Nelle settimane prima delle elezioni si era diffuso il timore – o la speranza, in qualcuno – che Hassan Rohani finisse con l’essere il primo a rompere la tradizione che vede tutti i presidenti della Repubblica islamica dell’Iran rieletti per il loro secondo (e ultimo) mandato consecutivo. In particolare, dopo che il fronte conservatore e ultraconservatore si era compattato – con il ritiro del popolare sindaco di Teheran e ex comandante dei potenti pasdaran, Mohammad Ghalibaf – attorno alla figura del religioso Ebrahim Raisi, a capo della fondazione religiosa più ricca e potente, apprezzato anche dagli ultraconservatori, dalla Guida suprema del Paese, ayatollah Khamenei, e palesemente prediletto dalla stampa e dalla tivù ufficiale. Così non è stato: ancora una volta, come già avvenuto nel 2013, gli iraniani si sono recati in massa alle urne. Ancora una volta, i vertici del movimento riformista – muovendosi informalmente – hanno saputo mobilitare i propri sostenitori a favore di Rohani.
Non che egli sia un riformista in senso stretto; tuttavia, il presidente ha saputo in questi anni parlare a questa parte della popolazione, che rappresenta la maggioranza nel nazione, ma che è privata dal sistema della possibilità di essere rappresenta politicamente, e si è fatto carico di parte delle loro istanze. Le lunghe code ai seggi si spiegano soprattutto con la paura della vittoria del fronte conservatore, che aveva puntato tutto su di una campagna demagogica e populista verso i ceti rurali e meno abbienti. Massiccio anche il voto dall’estero: chi non voleva esprimere la propria preferenza perché, in fondo, «non abitiamo più in Iran», ha ricevuto inviti a farlo dai familiari dato che «noi invece abitiamo ancora qui e abbiamo bisogno del tuo voto».

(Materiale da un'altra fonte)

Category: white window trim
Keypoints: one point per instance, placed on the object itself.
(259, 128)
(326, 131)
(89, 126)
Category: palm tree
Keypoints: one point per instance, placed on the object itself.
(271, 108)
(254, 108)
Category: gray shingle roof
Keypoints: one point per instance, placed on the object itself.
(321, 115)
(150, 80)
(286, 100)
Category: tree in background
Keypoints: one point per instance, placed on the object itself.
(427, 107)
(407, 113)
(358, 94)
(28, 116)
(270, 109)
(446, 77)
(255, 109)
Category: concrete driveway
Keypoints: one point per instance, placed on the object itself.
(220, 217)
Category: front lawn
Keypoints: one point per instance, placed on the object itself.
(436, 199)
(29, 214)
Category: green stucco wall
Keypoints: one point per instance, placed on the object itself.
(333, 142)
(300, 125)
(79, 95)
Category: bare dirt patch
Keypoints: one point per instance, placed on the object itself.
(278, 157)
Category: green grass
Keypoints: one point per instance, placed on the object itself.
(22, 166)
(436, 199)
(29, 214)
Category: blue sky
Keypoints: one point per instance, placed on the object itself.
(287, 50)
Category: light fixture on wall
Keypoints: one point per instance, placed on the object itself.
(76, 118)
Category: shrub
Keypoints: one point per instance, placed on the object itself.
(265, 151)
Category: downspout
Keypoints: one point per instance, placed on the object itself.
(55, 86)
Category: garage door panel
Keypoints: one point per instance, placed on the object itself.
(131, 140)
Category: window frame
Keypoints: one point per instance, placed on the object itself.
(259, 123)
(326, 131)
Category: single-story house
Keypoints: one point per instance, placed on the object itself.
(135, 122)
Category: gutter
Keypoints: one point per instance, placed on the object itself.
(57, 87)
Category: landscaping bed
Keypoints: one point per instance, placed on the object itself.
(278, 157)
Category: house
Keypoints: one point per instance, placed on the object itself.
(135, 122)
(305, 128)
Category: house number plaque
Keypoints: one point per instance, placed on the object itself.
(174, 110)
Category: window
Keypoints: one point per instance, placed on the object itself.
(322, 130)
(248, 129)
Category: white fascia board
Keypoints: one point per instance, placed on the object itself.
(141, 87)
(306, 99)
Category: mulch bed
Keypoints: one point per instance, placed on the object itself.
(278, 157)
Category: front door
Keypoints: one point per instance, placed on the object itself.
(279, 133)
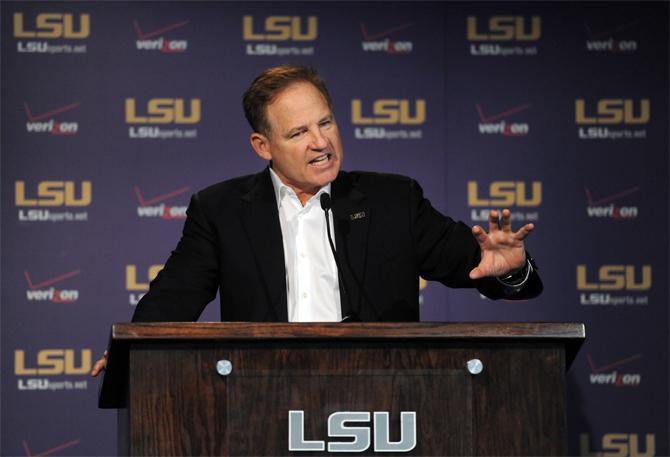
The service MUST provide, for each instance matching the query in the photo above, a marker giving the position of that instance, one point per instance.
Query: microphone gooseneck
(326, 205)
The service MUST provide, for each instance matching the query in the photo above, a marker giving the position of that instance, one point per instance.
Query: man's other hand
(502, 250)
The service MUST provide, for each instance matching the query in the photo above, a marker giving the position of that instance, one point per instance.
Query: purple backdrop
(114, 113)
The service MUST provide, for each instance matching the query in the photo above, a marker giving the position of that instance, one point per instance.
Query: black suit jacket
(386, 233)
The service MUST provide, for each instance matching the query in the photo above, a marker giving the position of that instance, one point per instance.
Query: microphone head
(326, 202)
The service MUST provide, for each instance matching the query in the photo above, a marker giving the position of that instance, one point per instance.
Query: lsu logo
(281, 28)
(53, 362)
(389, 111)
(133, 283)
(619, 445)
(505, 28)
(54, 193)
(506, 193)
(615, 277)
(611, 111)
(53, 25)
(164, 111)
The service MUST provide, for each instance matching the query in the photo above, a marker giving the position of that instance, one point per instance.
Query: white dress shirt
(312, 285)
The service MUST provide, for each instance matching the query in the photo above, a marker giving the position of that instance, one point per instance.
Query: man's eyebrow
(327, 117)
(295, 130)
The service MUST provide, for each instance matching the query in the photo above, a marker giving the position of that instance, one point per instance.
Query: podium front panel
(515, 406)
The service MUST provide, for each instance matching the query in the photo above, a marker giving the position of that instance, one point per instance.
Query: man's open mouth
(320, 159)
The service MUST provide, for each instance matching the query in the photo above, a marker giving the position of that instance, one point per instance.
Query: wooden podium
(359, 388)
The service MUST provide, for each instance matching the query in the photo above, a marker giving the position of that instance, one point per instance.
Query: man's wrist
(517, 278)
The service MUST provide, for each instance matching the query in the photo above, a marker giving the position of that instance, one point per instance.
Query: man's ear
(261, 145)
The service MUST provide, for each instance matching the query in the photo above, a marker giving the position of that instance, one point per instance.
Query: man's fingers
(493, 221)
(506, 221)
(479, 233)
(524, 231)
(476, 273)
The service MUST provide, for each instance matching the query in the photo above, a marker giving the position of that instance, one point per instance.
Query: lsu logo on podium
(399, 112)
(520, 195)
(613, 111)
(612, 118)
(389, 111)
(138, 286)
(504, 35)
(505, 28)
(280, 28)
(164, 111)
(54, 193)
(53, 26)
(53, 362)
(506, 193)
(619, 445)
(615, 277)
(614, 285)
(33, 369)
(145, 121)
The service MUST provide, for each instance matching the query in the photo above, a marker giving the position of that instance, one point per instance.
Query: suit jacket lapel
(261, 220)
(352, 221)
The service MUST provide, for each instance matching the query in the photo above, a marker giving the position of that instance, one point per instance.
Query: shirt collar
(282, 189)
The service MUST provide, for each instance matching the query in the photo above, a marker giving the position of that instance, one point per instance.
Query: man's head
(289, 110)
(269, 84)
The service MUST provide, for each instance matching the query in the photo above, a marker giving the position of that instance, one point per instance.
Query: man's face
(304, 144)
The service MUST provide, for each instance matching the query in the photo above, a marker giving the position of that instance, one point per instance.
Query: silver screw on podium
(475, 366)
(224, 367)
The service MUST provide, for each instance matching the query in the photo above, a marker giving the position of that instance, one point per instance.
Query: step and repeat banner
(114, 113)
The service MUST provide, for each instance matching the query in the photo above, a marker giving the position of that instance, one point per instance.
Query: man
(262, 240)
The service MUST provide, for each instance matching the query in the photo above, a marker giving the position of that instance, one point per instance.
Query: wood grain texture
(181, 406)
(245, 330)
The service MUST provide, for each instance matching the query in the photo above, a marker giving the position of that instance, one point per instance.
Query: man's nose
(318, 140)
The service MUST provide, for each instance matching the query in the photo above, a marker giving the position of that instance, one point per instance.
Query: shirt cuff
(516, 280)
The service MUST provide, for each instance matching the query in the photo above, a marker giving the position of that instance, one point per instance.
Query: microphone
(326, 205)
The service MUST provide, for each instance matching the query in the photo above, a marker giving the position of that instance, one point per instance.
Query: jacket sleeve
(446, 251)
(188, 282)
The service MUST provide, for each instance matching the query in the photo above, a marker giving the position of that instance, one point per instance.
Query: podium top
(124, 336)
(412, 330)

Sarebbe bello immaginare che la riconferma di questo presidente pragmatico e moderato si traduca in una continuazione della politica di apertura da parte di Teheran, che ha trovato nella firma dell’accordo nucleare con l’Onu del luglio 2015 il suo momento più alto. È quello che in fondo vuole la maggior parte degli iraniani: il rifiuto della contrapposizione settaria in Medio Oriente e di un confronto muscolare con l’Occidente, la prosecuzione delle riforme economiche e sociali, maggior efficacia nei tentativi di liberalizzare la società e le istituzioni con un programma riformista. È tuttavia pericoloso illudersi: tradizionalmente, i presidenti iraniani sono più deboli durante il loro secondo mandato. Khamenei li ha sempre ostacolati con maggior veemenza durante il loro ultimo quadriennio e non c’è motivo di ritenere che con Rohani le cose andranno diversamente. Soprattutto se il governo cercherà di ridurre le molte storture di un’economia clientelare e corrotta, in cui prosperano le fondazioni religiose conservatrici e le società ombra dei pasdaran, il cui potere è ormai tracimato in tutti i gangli del nizam, come viene chiamato il sistema della repubblica islamica. Difficoltà resa ulteriormente più ardua dalla nuova amministrazione Trump.
A Washington si sono infatti nuovamente addensate le nubi della retorica antiiraniana: il presidente e i suoi uomini fanno sfoggio di una ostilità irriducibile verso la repubblica islamica che piace molto a Israele e all’Arabia Saudita. Un Paese, quest’ultimo, contro cui Trump aveva puntato il dito durante la sua campagna elettorale, ma verso il quale sembra ora molto più accondiscendente. A dimostrazione di quanto le lobby e gli interessi industriali contino ancora alla Casa Bianca. Paradossalmente, con la loro politica sauditi e americani finiscono con il 'correre in soccorso' degli ultraconservatori sconfitti.
Non sfugge come il linguaggio degli estremisti – a Teheran come a Washington – si alimenti vicendevolmente. I toni esagitati del presidente statunitense contro l’Iran sono il miglior assist per la parte peggiore e più pericolosa del regime iraniano e un colpo alla politica di avvicinamento prudente all’Occidente di Rohani, invisa a Khamenei. Ma se la anziana e malata Guida suprema dovesse venire a mancare in questi anni, ecco allora che il ruolo del presidente potrebbe essere ridefinito, nella sostanza delle cose, se non de jure. Anche per questo, la netta vittoria di Rohani è un segnale importante.